We have a server at work running the following:



Distributor ID: Ubuntu
Description: Ubuntu 22.04.2 LTS
Release: 22.04
Codename: jammy


I wrote some python scripts on my local Ubuntu workstation running the same release version above and run them on our server but to my surprise, i ran into a few issues.

1. When I'm in the terminal and after I run some commands, i can see the outputs, however when I open a file in vim and close it, all the previously visible outputs disappear and the screen just shows the partial content of the previously opened file.

2. When I edit the file in vi (which runs vim instead), it messes up the tabs for my python script and I couldn't make any modifications to the script at all and keep getting indention error.

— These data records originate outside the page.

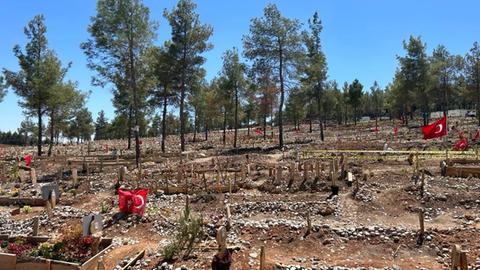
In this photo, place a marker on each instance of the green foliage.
(189, 232)
(275, 40)
(3, 90)
(189, 42)
(101, 127)
(38, 73)
(355, 92)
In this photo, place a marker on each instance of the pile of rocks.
(249, 209)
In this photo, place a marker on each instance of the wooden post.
(305, 171)
(279, 174)
(205, 182)
(459, 258)
(33, 176)
(421, 219)
(262, 258)
(75, 175)
(229, 185)
(48, 208)
(229, 216)
(53, 199)
(422, 184)
(317, 169)
(309, 223)
(221, 238)
(35, 226)
(100, 265)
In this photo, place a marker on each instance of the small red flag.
(132, 201)
(28, 160)
(436, 129)
(461, 145)
(477, 135)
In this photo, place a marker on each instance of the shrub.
(189, 232)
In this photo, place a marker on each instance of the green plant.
(189, 232)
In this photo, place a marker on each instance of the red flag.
(28, 160)
(477, 135)
(461, 145)
(435, 130)
(132, 201)
(139, 201)
(123, 199)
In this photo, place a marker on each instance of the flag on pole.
(436, 129)
(477, 135)
(28, 160)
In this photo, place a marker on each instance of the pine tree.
(275, 39)
(36, 78)
(101, 127)
(121, 34)
(189, 41)
(315, 66)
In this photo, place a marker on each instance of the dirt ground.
(375, 226)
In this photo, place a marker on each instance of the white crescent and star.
(439, 128)
(142, 200)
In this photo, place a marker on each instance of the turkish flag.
(28, 160)
(139, 201)
(477, 135)
(436, 129)
(132, 201)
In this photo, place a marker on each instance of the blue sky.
(361, 38)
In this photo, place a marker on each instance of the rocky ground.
(374, 227)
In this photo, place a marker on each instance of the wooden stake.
(33, 176)
(75, 175)
(53, 199)
(48, 208)
(262, 258)
(421, 219)
(35, 226)
(229, 216)
(222, 238)
(309, 223)
(279, 175)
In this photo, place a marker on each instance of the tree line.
(280, 75)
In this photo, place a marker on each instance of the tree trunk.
(52, 134)
(164, 123)
(265, 125)
(282, 97)
(206, 131)
(320, 115)
(248, 123)
(39, 138)
(195, 125)
(355, 115)
(129, 132)
(236, 119)
(225, 126)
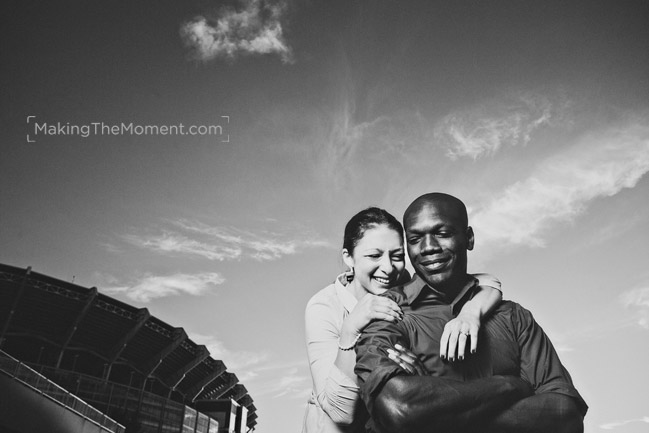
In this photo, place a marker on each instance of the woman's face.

3. When i'm working in the terminal, I can no longer scroll up. Quick google search suggests that scrolling has been removed from the kernel some time ago. Is this the case?

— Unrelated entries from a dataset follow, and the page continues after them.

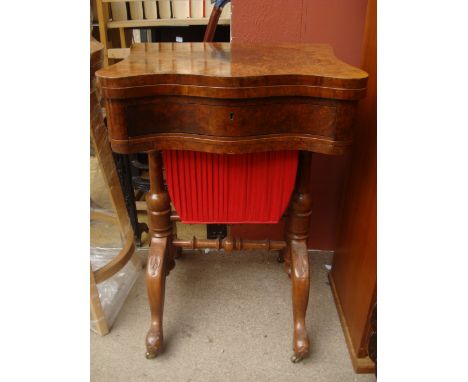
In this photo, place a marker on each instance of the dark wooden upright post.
(159, 258)
(296, 259)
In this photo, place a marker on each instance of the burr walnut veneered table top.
(229, 99)
(235, 98)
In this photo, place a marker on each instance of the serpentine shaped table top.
(231, 98)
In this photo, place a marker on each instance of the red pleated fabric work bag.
(229, 189)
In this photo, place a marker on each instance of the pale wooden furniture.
(104, 154)
(112, 14)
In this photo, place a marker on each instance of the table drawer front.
(230, 118)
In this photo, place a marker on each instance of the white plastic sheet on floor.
(114, 290)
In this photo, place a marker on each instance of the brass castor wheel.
(149, 355)
(296, 358)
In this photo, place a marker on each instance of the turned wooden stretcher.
(229, 99)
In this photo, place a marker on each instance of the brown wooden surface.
(354, 272)
(224, 98)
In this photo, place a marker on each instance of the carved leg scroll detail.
(300, 297)
(155, 282)
(160, 258)
(296, 257)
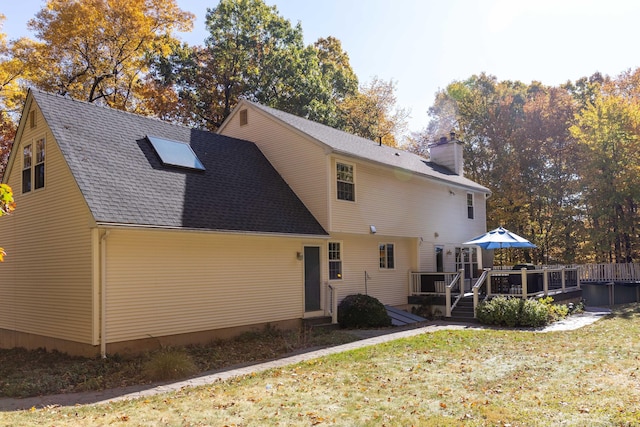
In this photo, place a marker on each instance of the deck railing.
(521, 283)
(430, 283)
(628, 272)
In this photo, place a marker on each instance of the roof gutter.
(114, 225)
(481, 188)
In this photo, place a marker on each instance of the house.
(131, 232)
(388, 212)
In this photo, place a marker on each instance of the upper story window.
(335, 261)
(345, 185)
(33, 173)
(244, 118)
(38, 173)
(387, 256)
(27, 157)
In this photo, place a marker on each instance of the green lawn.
(586, 377)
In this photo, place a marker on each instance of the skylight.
(174, 153)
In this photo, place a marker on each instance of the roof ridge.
(116, 110)
(277, 112)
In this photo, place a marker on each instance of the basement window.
(174, 153)
(244, 118)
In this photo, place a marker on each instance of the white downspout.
(103, 297)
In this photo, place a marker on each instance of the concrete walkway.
(368, 338)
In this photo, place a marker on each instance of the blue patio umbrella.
(500, 238)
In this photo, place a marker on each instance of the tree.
(7, 205)
(254, 53)
(12, 69)
(608, 131)
(372, 113)
(517, 143)
(97, 50)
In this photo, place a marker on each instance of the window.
(387, 256)
(470, 205)
(39, 168)
(244, 119)
(335, 261)
(440, 258)
(467, 259)
(345, 187)
(26, 168)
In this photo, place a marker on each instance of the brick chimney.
(448, 152)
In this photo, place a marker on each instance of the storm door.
(312, 278)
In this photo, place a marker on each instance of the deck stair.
(401, 317)
(463, 311)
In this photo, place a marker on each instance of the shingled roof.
(125, 183)
(345, 143)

I thought I'd run my scripts on our server to harness its processing power but with all the issues i've described above, do we have any alternative to just re-formatting the server into the desktop version?

markalvarez123
July 3rd, 2023, 10:36 AM
I figured out the vim vs vi issue. I realized that in my local ubuntu desktop I have the following: /usr/bin/vi -> /etc/alternatives/vi -> /usr/bin/vim.tiny, whereas on the server (I have /usr/bin/vi -> /etc/alternatives/vi -> /usr/bin/vim.basic. Fixed it by changing the links. I just need to figure out how to bring the scrolling back.

Holger_Gehrke
July 3rd, 2023, 11:20 AM
The ability to scroll back on a virtual terminal was removed some time ago (kernel 5.9 I read somewhere ...) mostly because it's not a 'real' text mode anymore but some kind of framebuffer. Use 'less' for viewing files and if you absolutely need to scroll back through your interactive terminal input / output learn to use 'screen' or 'tmux'. This change went mostly unnoticed because most people will access their servers through ssh from a graphical terminal on another machine ...

I hope you didn't mess with those links directly. They are part of the debian alternatives system. Read the manual page for 'update-alternatives' to find out how that works.